The SCO from hydroconversion-based scheme has slightly lower concentrations of sulfur,
nitrogen and aromatics than that from coking-based scheme. This results from the
hydrodesulphurization, hydrodenitrogenation and hydrogenation, in addition to the
hydrocracking of heavy molecules, occurring in the ebullated bed hydrocracker. The
hydroconversion-based upgrading scheme has a higher SCO yield at the cost of higher hydrogen
consumption. (Munteanu, 2012)
Safety and Environmental Concerns
Compared to traditional coking, hydroconversion uses substantially less water, using less
than 17% of the water coking uses (Munteanu, 2012). Additional water and energy savings can
be found by the use of SAGD as opposed to other extraction methods. The once-steam
generators (heaters) used to make the steam typically generate 75 % steam and 25% hot water
(Lui, 2006). Since SAGD requires dry steam only, the water can be recovered for use in the
reactors. The water coming out of the hydrotreaters can also be recycled.

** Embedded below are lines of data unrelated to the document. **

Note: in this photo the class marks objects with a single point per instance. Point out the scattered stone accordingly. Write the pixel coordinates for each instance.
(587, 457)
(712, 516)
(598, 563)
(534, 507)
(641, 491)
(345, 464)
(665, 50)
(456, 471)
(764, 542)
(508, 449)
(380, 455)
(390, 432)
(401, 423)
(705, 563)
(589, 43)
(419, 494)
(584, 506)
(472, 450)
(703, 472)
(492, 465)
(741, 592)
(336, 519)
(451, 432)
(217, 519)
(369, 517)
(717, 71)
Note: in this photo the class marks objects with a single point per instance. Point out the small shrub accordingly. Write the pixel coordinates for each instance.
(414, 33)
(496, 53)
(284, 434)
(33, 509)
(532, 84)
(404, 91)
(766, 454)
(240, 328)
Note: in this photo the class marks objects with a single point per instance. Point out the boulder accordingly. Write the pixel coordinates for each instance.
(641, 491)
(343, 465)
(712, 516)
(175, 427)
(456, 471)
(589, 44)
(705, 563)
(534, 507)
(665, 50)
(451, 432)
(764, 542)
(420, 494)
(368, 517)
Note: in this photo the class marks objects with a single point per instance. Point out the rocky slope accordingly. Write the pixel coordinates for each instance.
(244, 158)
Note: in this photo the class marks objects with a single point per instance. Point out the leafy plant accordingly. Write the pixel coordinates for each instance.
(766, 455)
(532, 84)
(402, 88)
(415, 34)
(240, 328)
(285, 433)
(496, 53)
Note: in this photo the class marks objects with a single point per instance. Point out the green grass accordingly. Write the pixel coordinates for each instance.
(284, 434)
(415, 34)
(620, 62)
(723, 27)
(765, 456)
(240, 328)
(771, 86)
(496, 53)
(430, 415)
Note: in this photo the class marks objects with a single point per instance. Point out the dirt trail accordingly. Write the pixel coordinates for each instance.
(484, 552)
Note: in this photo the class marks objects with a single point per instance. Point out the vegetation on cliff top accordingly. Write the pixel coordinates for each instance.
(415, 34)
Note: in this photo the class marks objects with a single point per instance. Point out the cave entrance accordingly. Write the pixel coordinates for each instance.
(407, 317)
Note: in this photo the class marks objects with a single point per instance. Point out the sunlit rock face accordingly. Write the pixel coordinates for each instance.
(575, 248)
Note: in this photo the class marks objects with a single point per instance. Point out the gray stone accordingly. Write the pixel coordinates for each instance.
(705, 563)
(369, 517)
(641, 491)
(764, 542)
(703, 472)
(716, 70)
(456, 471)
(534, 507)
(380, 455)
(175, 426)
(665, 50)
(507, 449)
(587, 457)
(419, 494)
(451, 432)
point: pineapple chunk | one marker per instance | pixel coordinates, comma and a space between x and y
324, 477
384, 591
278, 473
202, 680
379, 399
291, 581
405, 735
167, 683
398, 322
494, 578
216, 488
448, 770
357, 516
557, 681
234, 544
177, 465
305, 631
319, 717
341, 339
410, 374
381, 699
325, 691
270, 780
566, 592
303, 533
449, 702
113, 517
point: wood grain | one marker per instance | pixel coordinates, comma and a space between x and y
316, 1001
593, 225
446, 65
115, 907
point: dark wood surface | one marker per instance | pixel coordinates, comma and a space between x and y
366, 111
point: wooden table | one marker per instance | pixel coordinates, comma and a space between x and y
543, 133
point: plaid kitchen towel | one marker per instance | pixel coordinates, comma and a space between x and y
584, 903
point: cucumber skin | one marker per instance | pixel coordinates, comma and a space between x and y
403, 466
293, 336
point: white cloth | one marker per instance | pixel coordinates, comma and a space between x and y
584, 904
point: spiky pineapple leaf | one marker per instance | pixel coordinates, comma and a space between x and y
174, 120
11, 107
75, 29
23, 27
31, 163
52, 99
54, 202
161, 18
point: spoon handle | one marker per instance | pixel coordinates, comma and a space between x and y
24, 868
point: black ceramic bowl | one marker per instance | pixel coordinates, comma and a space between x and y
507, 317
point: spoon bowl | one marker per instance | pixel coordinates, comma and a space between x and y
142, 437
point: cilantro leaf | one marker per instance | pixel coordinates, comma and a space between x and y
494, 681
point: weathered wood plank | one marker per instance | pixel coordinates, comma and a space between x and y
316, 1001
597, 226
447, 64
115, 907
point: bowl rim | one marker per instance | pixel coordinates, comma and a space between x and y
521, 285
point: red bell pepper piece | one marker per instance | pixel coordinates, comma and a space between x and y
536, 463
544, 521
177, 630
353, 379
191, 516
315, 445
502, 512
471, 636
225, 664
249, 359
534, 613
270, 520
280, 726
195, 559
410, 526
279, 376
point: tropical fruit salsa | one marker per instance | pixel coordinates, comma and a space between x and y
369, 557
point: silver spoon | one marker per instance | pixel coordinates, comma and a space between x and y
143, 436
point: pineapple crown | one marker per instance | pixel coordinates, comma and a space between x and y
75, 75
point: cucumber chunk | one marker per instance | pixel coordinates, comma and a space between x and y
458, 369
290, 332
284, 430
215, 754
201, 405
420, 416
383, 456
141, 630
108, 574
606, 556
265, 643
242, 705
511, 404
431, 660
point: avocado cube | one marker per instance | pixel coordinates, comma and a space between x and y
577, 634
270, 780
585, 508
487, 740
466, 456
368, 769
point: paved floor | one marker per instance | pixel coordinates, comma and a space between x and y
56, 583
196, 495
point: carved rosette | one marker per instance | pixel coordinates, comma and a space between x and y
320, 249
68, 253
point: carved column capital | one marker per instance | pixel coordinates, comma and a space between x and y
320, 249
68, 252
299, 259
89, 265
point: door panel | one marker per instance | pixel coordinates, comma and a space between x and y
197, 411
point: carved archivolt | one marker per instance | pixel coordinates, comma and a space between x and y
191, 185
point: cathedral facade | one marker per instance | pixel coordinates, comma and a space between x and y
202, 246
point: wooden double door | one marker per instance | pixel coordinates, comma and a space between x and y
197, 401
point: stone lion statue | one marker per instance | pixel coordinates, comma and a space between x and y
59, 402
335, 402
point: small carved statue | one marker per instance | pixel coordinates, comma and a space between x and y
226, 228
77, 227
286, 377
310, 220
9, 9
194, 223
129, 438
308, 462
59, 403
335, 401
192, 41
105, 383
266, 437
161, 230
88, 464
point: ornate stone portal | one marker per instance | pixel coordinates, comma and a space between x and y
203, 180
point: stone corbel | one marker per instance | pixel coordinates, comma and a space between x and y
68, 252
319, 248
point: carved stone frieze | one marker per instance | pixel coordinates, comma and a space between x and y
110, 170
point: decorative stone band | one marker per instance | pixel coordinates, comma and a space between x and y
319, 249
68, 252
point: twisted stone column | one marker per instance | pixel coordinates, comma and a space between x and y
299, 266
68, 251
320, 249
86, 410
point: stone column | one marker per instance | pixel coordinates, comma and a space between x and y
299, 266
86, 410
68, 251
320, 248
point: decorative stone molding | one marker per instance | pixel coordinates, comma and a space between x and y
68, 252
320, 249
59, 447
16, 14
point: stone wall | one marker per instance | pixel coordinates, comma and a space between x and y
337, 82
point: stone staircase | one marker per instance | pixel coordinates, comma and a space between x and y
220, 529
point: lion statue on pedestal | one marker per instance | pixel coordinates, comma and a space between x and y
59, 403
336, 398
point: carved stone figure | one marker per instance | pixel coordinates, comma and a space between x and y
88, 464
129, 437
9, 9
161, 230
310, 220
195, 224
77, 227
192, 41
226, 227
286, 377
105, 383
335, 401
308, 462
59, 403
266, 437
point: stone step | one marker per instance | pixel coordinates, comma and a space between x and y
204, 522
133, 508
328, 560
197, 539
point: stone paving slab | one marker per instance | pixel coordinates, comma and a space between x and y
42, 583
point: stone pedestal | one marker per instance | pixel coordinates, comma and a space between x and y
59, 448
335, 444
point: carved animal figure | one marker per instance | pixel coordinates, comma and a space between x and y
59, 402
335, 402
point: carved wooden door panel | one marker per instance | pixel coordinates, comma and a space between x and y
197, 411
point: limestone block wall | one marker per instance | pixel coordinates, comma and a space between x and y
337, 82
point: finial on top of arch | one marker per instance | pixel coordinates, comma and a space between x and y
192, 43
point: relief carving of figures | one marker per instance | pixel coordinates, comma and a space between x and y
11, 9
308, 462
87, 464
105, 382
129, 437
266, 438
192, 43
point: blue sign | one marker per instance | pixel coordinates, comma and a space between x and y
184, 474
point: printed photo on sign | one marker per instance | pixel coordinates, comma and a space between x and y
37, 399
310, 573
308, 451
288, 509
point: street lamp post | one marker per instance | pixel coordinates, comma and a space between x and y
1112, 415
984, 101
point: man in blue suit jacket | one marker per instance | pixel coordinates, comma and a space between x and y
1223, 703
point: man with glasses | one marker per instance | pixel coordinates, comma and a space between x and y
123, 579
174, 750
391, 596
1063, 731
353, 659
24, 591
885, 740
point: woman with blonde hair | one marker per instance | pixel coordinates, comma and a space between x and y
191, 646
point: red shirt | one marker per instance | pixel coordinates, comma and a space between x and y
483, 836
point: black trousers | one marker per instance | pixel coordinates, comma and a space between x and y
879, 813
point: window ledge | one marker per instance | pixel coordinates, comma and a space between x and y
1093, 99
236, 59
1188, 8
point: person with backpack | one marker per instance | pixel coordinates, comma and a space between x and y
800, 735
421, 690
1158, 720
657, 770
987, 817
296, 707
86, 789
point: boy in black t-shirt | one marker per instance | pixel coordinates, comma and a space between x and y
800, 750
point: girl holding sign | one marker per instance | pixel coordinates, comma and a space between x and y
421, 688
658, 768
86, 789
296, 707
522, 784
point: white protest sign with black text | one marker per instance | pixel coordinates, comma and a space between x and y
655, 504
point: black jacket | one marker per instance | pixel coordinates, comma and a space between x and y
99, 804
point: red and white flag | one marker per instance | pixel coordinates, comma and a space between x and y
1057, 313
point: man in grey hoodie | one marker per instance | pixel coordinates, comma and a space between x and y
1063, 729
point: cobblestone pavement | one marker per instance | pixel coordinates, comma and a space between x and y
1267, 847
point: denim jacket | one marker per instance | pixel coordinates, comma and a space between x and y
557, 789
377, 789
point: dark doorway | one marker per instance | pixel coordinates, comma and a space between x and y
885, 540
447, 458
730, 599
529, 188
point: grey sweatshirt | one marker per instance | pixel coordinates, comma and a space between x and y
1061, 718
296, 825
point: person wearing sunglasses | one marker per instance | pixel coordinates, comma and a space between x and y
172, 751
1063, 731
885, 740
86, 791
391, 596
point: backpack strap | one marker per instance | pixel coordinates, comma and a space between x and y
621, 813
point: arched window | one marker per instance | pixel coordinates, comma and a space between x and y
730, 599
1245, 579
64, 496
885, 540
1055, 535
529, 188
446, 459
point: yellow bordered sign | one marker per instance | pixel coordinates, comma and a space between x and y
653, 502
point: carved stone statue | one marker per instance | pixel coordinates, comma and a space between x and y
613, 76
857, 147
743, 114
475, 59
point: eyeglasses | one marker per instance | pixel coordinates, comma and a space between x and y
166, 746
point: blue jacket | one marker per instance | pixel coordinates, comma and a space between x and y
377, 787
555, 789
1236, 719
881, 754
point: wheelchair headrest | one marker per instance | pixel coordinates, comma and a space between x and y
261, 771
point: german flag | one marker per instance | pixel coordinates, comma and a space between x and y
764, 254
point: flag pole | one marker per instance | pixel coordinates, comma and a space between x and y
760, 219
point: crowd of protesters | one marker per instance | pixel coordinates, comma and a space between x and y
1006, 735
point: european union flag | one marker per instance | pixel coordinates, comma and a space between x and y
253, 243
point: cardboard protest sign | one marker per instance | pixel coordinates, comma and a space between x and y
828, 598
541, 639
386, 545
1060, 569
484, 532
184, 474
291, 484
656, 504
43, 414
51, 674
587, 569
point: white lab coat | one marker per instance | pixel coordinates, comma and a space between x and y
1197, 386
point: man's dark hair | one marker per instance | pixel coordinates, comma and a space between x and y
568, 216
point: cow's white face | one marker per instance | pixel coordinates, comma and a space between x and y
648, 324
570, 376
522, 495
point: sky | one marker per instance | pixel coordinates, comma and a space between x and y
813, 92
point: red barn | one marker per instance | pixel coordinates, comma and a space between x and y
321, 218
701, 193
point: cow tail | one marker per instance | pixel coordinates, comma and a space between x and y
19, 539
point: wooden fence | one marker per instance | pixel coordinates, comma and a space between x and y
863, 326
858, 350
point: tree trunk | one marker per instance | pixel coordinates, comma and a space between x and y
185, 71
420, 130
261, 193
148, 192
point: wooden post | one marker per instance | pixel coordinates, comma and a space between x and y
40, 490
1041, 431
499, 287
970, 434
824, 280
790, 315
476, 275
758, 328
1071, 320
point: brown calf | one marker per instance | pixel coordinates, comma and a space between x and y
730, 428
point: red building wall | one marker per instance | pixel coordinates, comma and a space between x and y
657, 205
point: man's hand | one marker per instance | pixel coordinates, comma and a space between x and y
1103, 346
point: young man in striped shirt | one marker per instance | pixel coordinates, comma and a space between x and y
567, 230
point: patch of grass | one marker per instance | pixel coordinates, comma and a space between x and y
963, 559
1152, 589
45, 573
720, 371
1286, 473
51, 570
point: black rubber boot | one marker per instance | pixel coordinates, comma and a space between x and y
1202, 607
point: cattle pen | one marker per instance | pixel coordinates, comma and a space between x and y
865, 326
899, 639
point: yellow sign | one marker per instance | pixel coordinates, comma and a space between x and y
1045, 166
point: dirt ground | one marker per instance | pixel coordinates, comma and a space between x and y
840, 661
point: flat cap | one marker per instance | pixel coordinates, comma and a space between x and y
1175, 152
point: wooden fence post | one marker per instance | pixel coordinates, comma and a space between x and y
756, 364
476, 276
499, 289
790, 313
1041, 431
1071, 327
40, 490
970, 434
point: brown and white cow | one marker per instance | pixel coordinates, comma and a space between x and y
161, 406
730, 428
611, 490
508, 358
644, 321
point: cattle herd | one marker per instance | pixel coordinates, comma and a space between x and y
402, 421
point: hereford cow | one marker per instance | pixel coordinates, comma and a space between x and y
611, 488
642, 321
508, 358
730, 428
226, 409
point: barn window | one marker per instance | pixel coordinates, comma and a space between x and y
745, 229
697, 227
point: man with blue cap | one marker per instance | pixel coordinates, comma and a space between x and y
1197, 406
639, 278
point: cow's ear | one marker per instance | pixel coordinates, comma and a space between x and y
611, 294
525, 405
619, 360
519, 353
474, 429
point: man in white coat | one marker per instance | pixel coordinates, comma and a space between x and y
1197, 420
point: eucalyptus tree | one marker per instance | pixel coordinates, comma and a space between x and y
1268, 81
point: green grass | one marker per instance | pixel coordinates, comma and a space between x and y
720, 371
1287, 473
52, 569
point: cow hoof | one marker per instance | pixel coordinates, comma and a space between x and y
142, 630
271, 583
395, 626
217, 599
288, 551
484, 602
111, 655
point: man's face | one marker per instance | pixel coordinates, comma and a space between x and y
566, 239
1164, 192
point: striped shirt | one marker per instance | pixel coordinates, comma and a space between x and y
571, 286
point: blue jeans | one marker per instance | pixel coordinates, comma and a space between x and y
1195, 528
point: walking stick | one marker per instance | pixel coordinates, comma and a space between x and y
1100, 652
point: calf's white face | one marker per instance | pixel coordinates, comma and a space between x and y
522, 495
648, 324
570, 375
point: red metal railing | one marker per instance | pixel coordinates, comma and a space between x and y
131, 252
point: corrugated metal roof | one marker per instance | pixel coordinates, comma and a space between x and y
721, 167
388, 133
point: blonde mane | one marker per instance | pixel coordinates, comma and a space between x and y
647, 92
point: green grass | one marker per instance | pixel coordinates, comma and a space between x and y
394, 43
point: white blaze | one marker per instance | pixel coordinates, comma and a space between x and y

However, since there is a significant amount of steam required for any of the steam
extraction techniques the necessary energy input is fairly high. Several processes reviewed
burned natural gas as the heat input, which generates a lot of CO2, much more than traditional
bitumen extraction methods (Nuwer, 2013). However, there is the possibility to do CO2
sequestration in the steam injection stream.
108
Although this process isn’t using any solvents in the steam, if they were to be used it
would allow for the possibility of chemical seepage into the water table or atmosphere. Since the
SAGD is pulling material from the ground, it can create void spaces which can destabilize
ground layers. Once a drilling operation ceases for a given reservoir, the mine can be reclaimed
by reintroducing the sand and related materials into the mine (EIS, 2012).
As for safety concerns, hydrogen sulfide gas can be dangerous to breathe if allowed to
reach certain concentrations. It is also highly corrosive. Symptoms include nausea, headaches,
etc., up to death depending on the concentration and length of exposure (OSHA, 2014). It can
also be explosive depending on concentration (2014). Ammonia is also highly corrosive and can
cause lung damage if inhaled in sufficient concentrations. As the SAGD gas will be highly
pressurized and at high temperature, precautions must be taken and PPE must be worn. This is
true for many if not all of the other processes, including near the reactors. The bitumen itself is a
skin irritant and studies differ on whether it is carcinogenic (Wess, 2005). Since the reactors deal
in high pressures and temperatures, properly sized relief and rupture valves will need to be fitted.